Gottlieb (Théophile) Gluge (18 June 1812, Brakel, Germany – 22 December 1898, Nice, France) pioneer medical researcher and personal physician to the King of the Belgians. He studied medicine at the Berlin University, receiving his M.D. in 1835. Two years before his graduation he wrote Die Influenza oder Grippe, nach den Quellen Historisch-Pathologisch Dargestellt (Minden, 1837), receiving for this essay a prize from the faculty of his alma mater. He had the distinction of being the first physician to describe influenza.

After finishing his studies, Gluge went to Paris in 1836 to take a postgraduate course. In 1838, upon the recommendation of Alexander von Humboldt and of Arago, he was appointed professor of physiology at the Free University of Brussels, and he held this position until 1873, being also for many years physician to the German-born Belgian monarch Leopold I. In 1846 he became a naturalized Belgian citizen, and after resigning his professorship in 1873 he resided at Brussels, though he spent much time in traveling. He was a member of the Royal Academies for Science and the Arts of Belgium, which till this day give a biannual prize in his honor, in the field of physiology.

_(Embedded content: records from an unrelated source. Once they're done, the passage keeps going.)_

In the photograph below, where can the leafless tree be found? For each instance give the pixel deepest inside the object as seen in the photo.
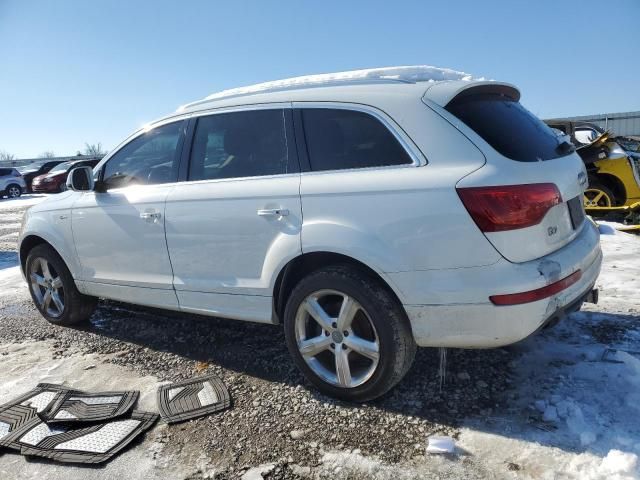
(6, 156)
(94, 149)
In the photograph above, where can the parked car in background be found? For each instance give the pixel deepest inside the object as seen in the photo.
(11, 183)
(29, 172)
(436, 214)
(55, 180)
(613, 173)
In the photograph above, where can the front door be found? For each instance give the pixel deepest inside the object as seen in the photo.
(119, 229)
(236, 221)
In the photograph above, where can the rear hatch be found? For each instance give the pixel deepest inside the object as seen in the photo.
(527, 198)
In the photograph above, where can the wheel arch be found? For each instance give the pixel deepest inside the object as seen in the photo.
(30, 241)
(306, 263)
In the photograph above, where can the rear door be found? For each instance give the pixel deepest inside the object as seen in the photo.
(235, 221)
(119, 229)
(521, 150)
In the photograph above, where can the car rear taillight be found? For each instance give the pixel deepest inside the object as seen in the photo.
(538, 294)
(509, 207)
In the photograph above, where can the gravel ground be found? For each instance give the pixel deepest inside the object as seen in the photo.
(276, 418)
(278, 426)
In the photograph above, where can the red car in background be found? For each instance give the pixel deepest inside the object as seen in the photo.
(55, 180)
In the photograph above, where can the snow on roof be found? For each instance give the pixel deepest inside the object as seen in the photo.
(410, 74)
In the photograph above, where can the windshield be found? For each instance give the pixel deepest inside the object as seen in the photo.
(60, 168)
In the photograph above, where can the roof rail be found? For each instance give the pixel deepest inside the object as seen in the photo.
(402, 74)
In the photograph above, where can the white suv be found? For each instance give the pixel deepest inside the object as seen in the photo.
(368, 215)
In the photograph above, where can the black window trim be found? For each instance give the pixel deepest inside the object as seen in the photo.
(100, 186)
(418, 159)
(293, 160)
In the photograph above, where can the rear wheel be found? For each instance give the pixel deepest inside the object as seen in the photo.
(348, 334)
(597, 195)
(53, 290)
(14, 191)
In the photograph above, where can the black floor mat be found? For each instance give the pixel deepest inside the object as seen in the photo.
(18, 412)
(91, 444)
(74, 408)
(192, 398)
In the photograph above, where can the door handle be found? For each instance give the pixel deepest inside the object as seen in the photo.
(155, 216)
(273, 212)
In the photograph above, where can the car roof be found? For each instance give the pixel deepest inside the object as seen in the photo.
(369, 86)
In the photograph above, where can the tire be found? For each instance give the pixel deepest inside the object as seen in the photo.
(75, 307)
(13, 191)
(598, 195)
(379, 320)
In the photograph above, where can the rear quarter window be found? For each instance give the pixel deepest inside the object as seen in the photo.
(340, 139)
(507, 126)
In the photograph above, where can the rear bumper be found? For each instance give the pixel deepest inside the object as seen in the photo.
(451, 308)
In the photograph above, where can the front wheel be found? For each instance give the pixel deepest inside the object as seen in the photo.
(348, 334)
(597, 195)
(53, 290)
(14, 191)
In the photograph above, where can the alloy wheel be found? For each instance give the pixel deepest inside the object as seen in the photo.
(337, 338)
(594, 197)
(47, 287)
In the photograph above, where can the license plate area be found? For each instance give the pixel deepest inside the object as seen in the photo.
(576, 211)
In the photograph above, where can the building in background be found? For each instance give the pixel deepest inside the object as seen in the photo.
(625, 124)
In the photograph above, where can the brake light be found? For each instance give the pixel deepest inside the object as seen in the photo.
(538, 294)
(509, 207)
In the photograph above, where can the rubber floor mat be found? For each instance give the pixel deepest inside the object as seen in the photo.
(73, 407)
(91, 444)
(192, 398)
(16, 413)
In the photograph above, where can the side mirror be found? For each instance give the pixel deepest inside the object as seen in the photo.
(80, 179)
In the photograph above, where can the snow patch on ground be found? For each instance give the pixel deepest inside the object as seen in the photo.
(576, 410)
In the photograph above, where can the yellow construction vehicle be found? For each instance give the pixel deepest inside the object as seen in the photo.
(614, 175)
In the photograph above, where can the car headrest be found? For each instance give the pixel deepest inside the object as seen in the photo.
(239, 141)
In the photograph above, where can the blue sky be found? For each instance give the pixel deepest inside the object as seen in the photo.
(76, 71)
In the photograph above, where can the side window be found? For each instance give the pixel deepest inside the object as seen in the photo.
(340, 139)
(239, 144)
(149, 159)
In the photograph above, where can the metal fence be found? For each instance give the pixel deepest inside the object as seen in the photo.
(625, 123)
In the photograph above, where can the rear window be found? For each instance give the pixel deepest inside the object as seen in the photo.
(508, 127)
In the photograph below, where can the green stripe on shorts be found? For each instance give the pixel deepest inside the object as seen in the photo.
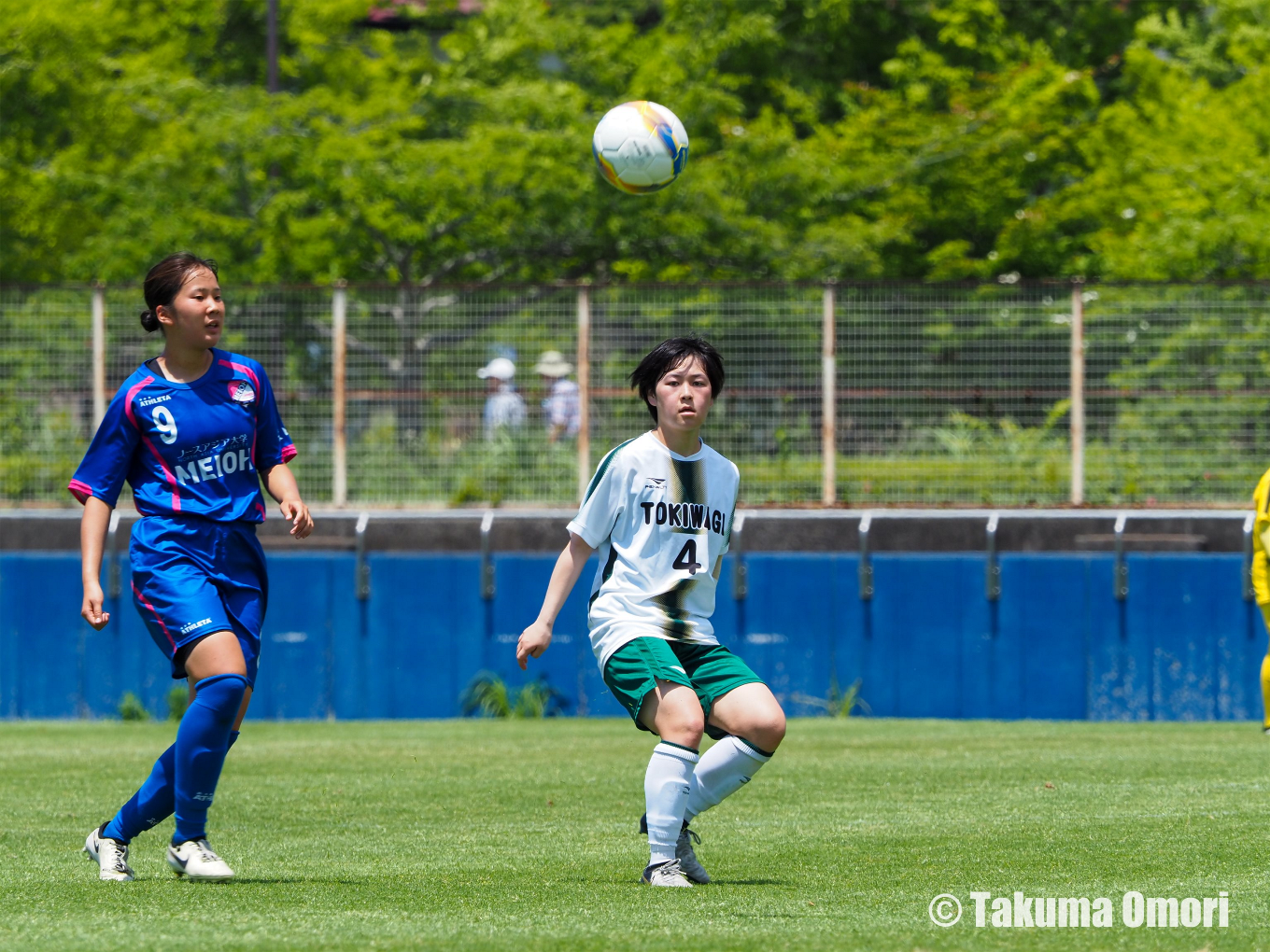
(710, 670)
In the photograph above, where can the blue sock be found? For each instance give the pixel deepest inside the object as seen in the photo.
(202, 741)
(150, 805)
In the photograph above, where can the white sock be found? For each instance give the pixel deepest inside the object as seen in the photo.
(666, 793)
(722, 771)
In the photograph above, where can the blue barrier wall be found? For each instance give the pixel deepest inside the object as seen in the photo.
(1184, 645)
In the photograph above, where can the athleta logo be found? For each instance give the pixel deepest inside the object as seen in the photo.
(190, 627)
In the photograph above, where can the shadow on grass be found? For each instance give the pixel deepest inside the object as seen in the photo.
(716, 881)
(286, 880)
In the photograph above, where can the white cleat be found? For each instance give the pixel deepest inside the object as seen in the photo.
(684, 852)
(687, 859)
(109, 854)
(667, 875)
(197, 861)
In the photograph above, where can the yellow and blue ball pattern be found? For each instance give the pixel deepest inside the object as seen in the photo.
(641, 147)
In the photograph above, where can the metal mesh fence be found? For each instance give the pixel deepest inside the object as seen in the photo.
(952, 394)
(1178, 392)
(46, 395)
(945, 395)
(769, 416)
(423, 427)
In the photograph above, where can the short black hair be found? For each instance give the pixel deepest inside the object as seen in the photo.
(670, 355)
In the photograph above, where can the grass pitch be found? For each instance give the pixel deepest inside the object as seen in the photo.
(479, 834)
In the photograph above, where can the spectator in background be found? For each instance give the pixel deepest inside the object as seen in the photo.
(503, 406)
(561, 409)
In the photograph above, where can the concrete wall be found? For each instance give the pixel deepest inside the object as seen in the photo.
(1184, 644)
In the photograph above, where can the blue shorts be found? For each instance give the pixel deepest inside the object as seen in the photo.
(192, 577)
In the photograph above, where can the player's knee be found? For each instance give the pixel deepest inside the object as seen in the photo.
(683, 721)
(766, 729)
(222, 693)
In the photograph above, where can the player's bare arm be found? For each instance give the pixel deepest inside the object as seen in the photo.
(537, 637)
(92, 528)
(282, 486)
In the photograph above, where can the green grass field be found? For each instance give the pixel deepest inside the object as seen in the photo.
(521, 834)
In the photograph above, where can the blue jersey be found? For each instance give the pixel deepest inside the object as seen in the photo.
(188, 448)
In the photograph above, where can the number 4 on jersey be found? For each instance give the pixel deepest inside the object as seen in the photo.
(687, 557)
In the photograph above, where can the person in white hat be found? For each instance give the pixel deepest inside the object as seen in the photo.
(561, 408)
(503, 406)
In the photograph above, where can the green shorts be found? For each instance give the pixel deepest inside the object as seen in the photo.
(712, 670)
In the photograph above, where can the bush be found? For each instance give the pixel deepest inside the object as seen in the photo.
(487, 695)
(131, 708)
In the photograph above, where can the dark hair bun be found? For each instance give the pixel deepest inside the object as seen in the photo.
(164, 281)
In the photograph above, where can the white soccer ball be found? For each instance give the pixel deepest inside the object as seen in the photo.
(641, 147)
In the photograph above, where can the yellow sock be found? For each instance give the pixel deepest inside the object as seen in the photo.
(1265, 690)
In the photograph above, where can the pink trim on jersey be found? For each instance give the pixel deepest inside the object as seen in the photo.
(166, 472)
(244, 369)
(127, 401)
(143, 600)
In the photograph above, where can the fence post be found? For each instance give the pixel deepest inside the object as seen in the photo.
(98, 355)
(1077, 384)
(338, 351)
(583, 390)
(828, 399)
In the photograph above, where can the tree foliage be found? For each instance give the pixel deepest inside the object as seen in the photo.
(849, 138)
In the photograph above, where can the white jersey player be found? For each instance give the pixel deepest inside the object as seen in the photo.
(659, 511)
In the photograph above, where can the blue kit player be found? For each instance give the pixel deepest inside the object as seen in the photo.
(193, 432)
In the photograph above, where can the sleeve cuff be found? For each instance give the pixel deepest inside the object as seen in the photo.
(578, 529)
(80, 490)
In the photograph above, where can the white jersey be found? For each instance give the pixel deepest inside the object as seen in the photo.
(660, 524)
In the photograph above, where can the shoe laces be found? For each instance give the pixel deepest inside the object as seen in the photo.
(670, 868)
(205, 852)
(117, 854)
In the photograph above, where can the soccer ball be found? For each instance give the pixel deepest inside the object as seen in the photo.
(641, 147)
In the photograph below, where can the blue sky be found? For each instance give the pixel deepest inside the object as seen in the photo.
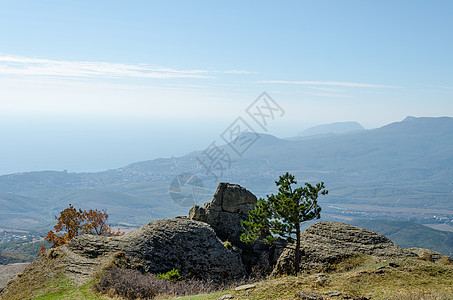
(187, 69)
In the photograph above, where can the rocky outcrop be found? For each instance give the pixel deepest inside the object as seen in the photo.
(230, 205)
(325, 243)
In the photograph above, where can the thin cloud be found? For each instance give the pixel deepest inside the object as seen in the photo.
(26, 66)
(331, 83)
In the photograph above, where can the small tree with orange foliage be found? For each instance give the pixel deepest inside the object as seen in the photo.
(73, 222)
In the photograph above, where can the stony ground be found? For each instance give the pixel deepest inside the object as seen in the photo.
(9, 271)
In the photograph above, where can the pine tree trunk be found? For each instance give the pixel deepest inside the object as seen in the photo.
(297, 258)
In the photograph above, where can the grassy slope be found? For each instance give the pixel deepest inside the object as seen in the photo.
(408, 234)
(357, 276)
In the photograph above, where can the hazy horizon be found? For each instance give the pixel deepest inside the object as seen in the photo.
(88, 86)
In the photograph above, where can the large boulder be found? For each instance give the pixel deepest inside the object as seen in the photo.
(187, 245)
(230, 205)
(325, 243)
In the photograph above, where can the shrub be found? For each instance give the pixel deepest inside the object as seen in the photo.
(172, 275)
(132, 284)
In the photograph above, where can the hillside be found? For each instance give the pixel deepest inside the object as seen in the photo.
(398, 171)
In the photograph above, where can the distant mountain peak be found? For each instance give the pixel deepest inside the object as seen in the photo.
(333, 129)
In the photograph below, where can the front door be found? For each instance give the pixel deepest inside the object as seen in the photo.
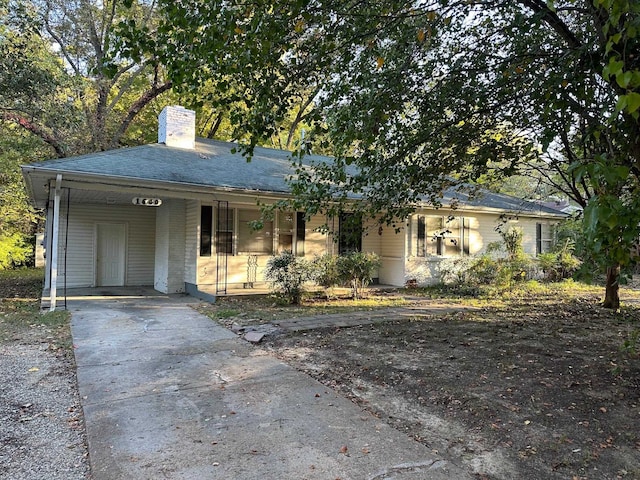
(110, 250)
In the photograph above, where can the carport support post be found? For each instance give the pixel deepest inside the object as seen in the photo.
(54, 244)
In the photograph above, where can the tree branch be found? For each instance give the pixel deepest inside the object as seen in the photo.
(36, 130)
(135, 109)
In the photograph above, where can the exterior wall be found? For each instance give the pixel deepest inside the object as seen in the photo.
(482, 232)
(81, 243)
(192, 240)
(170, 247)
(316, 243)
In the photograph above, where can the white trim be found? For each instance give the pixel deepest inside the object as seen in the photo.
(54, 244)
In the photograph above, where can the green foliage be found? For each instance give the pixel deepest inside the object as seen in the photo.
(326, 270)
(289, 273)
(14, 251)
(560, 264)
(410, 106)
(512, 241)
(356, 269)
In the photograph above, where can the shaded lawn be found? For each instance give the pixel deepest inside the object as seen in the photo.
(532, 385)
(20, 317)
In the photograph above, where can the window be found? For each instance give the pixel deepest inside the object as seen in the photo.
(286, 222)
(224, 230)
(206, 218)
(442, 236)
(254, 241)
(301, 225)
(544, 237)
(350, 233)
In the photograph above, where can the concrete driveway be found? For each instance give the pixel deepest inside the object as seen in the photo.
(168, 393)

Gluge was one of the first physicians who examined microscopically the diseased tissues of the body, in this way seeking to gain knowledge of the primary causes of maladies, and thus to ascertain the correct course of treatment. He discovered a curious parasite in the stickleback, to which the name Glugea microspora has been given. He contributed to the leading medical journals of Germany, France, and Belgium.

Among notable works are the following: Anatomisch-Mikroskopische Untersuchungen zur Allgemeinen und Speziellen. Pathologle, vol. i., Minden and Leipsic, 1839; vol. ii., Jena, 1841; Abhandlungen zur Physiologie und Pathologie, Jena, 1841; Atlas der Pathologischen Anatomie, Jena, 1843 to 1850; La Nutrition, ou la Vie Considérée dans Ses Rapports avec les Aliments, Brussels, 1856; Abcès de la Rate et Sa Guérison, ib. 1870. Gluge also authored the volumes dealing with physiology in the Encyclopédie populaire which aired in Belgium in the 1850s.

His daughter Anna Gluge married an Irish merchant and became a notable art collector.